If same-sex “married” couples claimed they were happier than “other” married couples, the news would have been shouted in the pages of Mother Jones as the assured results of objective science. (By any scientific analysis, same-sex marriages are not marriages at all but couples in relationships who may adopt children or have children outside the relationship and then adopt them. They are parasitic on real families to some degree—or completely dependent on heterosexual intercourse for children).
But now that a study has shown Republicans are more likely to be happy in marriage than Democrats, all sorts of skepticism comes out. Mother Jones political blogger Kevin Drum magnanimously offers, “I’m willing to just call this a tie and move on.”
It is true that the difference goes down to three percent if you control for religion. As far as I can tell this means committed Christians who attempt to remain voting Democrats are not as likely to be less happy in their marriages as committed Christians who vote Republican. But why should there be any difference at all?
Also, of course, people who report they are happy in their marriages are not necessarily being honest about the challenges their marriages face. But usually (not always) having an optimistic outlook on one’s marriage is a help rather than a hindrance.
David Leonhardt summarizes the background of the study and the study itself at the New York Times website:
Bradford Wilcox, a sociologist, has written two recent papers noting that children in conservative parts of the country are more likely to grow up with both parents than in liberal ones. In both articles, he challenged the view that blue states are more conducive to stable family life than red states.
Now Mr. Wilcox, a professor at the University of Virginia, has published an analysis of data about individual families rather than geographical areas. And he argues this data continues to support his case that the so-called blue-state family model is overrated.
Self-identified Republicans are more likely to be married and less likely to be divorced than self-identified Democrats, write he and Nicholas H. Wolfinger, based on an analysis of the General Social Survey, an oft-studied national poll. Republicans also report being more satisfied with their marriages on average than Democrats.
Among married people between the ages of 20 and 60, 67 percent of Republicans report being “very happy” with their marriages. Among Democrats, the share was 60, as it is among independents, write Mr. Wilcox and Mr. Wolfinger, a professor at the University of Utah.

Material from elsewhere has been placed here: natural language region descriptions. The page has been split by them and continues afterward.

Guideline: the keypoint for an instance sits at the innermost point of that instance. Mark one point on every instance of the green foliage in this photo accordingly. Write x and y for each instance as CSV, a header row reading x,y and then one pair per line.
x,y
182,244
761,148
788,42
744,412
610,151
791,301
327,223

That gap shrank when the researchers factored in demographic differences between parties. Whites and the religiously observant are both more likely to be Republicans and more likely to report having happy marriages.
But the gap did not disappear. Even among people with the same demographic profile, Republicans are slightly more likely than Democrats to say they are happily married.

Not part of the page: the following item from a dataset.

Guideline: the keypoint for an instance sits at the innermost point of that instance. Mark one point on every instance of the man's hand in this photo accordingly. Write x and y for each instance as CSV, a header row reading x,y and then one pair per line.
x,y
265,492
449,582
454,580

Note that there would be far fewer of such Democrats than their Republican counterparts.
Leonhardt also pointed out that the results were consistent with other studies. He also ended on a rather open-minded note:
Mr. Wilcox’s recent writings strike me as significant because they’re a reminder that conservatism also has values and cultural attitudes — about the importance of marriage and family life — that seem to improve the environment in which children grow up.
Given the widespread anxiety right now about upward mobility in the United States — about how today’s children can grow up to live more prosperous lives than their parents — it’s worth looking for potential lessons from any political ideology.
It seems to me that there will be no way to beat back the Left in the culture war if we don’t capitalize on our strengths. Instead of uber-families that get reality shows we need to each, as we get married and have children, realize we are creating a model of reality that we want others to recognize as good and desirable, even if they are in the grip of ideological and sexual delusions that prevent them from admitting it.